Narrating the horrors of civil war: Laurie Lee’s A Moment of War, Picasso’s Guernica and Samuel Barber’s Adagio for Strings

Document Type : Original Article

Author

Abstract

   This paper examines Laurie Lee’s A Moment of War (written in 1991 about the writer’s experience in the Spanish Civil War), Guernica which embodies Picasso’s shock at the fierce bombing of the defenseless citizens of Guernica, and Samuel Barber’s Adagio for Strings (1936). Though the latter musical composition was written and performed on another funerary occasion one year before the beginning of the Spanish Civil War, it is, indeed, a true dirge for the tragic loss of lives ensuing from war; in Thomas Larson’s words, “the saddest music ever written”. The three artistic oeuvres in question, though belonging to different media, could well be seen as profound “evidence of the wound”. They may have been produced during the third decade of the last century. However, their timeless, universal appeal lies in their surprising relevance to their expression, albeit through three different artistic vehicles, of insurmountable grief at the devastation and loss of innocent lives caused by wars in general, and civil wars in particular.
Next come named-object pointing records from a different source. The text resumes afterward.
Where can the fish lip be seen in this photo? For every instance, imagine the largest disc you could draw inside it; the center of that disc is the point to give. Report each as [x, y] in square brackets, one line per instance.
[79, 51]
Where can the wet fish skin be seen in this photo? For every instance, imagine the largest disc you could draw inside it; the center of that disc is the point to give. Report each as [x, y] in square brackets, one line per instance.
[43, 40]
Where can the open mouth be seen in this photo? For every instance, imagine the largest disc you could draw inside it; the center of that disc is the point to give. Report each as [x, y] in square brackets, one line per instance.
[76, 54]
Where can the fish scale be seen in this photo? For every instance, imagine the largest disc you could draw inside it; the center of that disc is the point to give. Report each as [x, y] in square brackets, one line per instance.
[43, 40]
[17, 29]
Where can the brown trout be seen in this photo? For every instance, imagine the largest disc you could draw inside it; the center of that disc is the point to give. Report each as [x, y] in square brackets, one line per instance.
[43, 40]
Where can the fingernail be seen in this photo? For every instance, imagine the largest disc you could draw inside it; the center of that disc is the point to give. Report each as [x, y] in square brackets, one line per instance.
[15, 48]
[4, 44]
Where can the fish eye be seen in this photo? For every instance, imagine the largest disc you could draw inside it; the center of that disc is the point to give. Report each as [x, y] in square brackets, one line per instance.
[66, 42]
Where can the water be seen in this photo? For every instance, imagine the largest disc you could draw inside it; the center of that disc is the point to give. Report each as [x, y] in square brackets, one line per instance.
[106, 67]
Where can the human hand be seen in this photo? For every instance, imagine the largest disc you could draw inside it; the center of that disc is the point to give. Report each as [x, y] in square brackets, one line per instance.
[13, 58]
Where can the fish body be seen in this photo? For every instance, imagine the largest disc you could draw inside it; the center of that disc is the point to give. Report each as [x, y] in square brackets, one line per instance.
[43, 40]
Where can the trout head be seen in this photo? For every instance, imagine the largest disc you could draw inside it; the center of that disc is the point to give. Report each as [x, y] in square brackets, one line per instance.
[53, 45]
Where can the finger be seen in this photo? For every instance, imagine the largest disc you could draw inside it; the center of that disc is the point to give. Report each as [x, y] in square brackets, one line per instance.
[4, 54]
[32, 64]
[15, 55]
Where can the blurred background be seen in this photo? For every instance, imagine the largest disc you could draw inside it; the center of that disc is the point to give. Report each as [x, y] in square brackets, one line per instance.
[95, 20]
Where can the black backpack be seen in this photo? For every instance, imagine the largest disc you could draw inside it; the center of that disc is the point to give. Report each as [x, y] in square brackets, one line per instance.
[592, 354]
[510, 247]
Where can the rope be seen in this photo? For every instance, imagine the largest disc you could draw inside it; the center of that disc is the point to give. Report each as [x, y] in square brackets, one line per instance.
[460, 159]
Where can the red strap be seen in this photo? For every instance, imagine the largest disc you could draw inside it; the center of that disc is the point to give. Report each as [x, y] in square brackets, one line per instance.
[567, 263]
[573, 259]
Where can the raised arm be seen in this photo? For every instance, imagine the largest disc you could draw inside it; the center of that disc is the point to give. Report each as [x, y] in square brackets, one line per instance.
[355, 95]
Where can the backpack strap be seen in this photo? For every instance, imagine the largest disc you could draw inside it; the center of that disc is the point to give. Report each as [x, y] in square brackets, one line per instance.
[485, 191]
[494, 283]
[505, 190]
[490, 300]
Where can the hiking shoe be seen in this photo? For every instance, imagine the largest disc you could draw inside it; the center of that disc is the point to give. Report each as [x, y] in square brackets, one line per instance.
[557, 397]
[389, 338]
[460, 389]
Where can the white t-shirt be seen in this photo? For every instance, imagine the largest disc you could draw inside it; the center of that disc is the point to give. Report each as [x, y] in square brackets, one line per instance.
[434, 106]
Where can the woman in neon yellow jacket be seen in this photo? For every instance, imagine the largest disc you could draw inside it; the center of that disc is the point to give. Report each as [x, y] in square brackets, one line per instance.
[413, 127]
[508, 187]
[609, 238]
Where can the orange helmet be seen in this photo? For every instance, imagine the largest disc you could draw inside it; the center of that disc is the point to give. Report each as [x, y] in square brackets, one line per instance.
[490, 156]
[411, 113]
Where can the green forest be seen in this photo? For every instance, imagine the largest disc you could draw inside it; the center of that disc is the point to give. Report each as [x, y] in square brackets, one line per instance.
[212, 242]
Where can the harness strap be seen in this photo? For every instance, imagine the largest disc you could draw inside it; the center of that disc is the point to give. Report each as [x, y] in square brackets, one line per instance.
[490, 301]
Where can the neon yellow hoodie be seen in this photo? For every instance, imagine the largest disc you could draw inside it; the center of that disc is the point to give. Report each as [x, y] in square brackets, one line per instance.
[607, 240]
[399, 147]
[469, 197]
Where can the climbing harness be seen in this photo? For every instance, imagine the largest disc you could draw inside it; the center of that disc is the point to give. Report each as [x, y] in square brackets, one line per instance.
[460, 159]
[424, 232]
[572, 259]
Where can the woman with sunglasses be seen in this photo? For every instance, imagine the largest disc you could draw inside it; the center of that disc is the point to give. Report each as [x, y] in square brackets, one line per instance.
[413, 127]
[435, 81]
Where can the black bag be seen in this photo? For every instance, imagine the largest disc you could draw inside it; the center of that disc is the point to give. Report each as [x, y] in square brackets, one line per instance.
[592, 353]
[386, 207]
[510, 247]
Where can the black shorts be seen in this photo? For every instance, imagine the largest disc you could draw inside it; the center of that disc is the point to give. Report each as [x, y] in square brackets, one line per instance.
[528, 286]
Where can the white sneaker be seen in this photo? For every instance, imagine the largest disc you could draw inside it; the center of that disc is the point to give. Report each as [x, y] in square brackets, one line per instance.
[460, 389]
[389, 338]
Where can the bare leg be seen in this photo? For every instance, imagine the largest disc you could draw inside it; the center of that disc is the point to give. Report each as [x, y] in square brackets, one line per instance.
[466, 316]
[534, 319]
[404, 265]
In fact, it suffices to look around us at Iraq, Syria, Yemen, Lybia and, indeed innumerable parts of the world to realize the repetitive pattern of senseless victimization of innocent peoples to fulfill wicked political ambition; a pattern that has persisted since the beginning of history, through the Spanish Civil War (1936-1939), World Wars I and II, and up till the very present day. How powerful and how pertinent these three works emerge as reminders that address the human conscience by raising issues that are very much alive in the morose reality we are living nowadays.
   The paper will basically deal with the above-mentioned works in view of Roland Barthe’s discussion of image, music and text, and  Carolyn Forché’s notion of the “poetry of witness,” though expanding the term to include art and music of witness.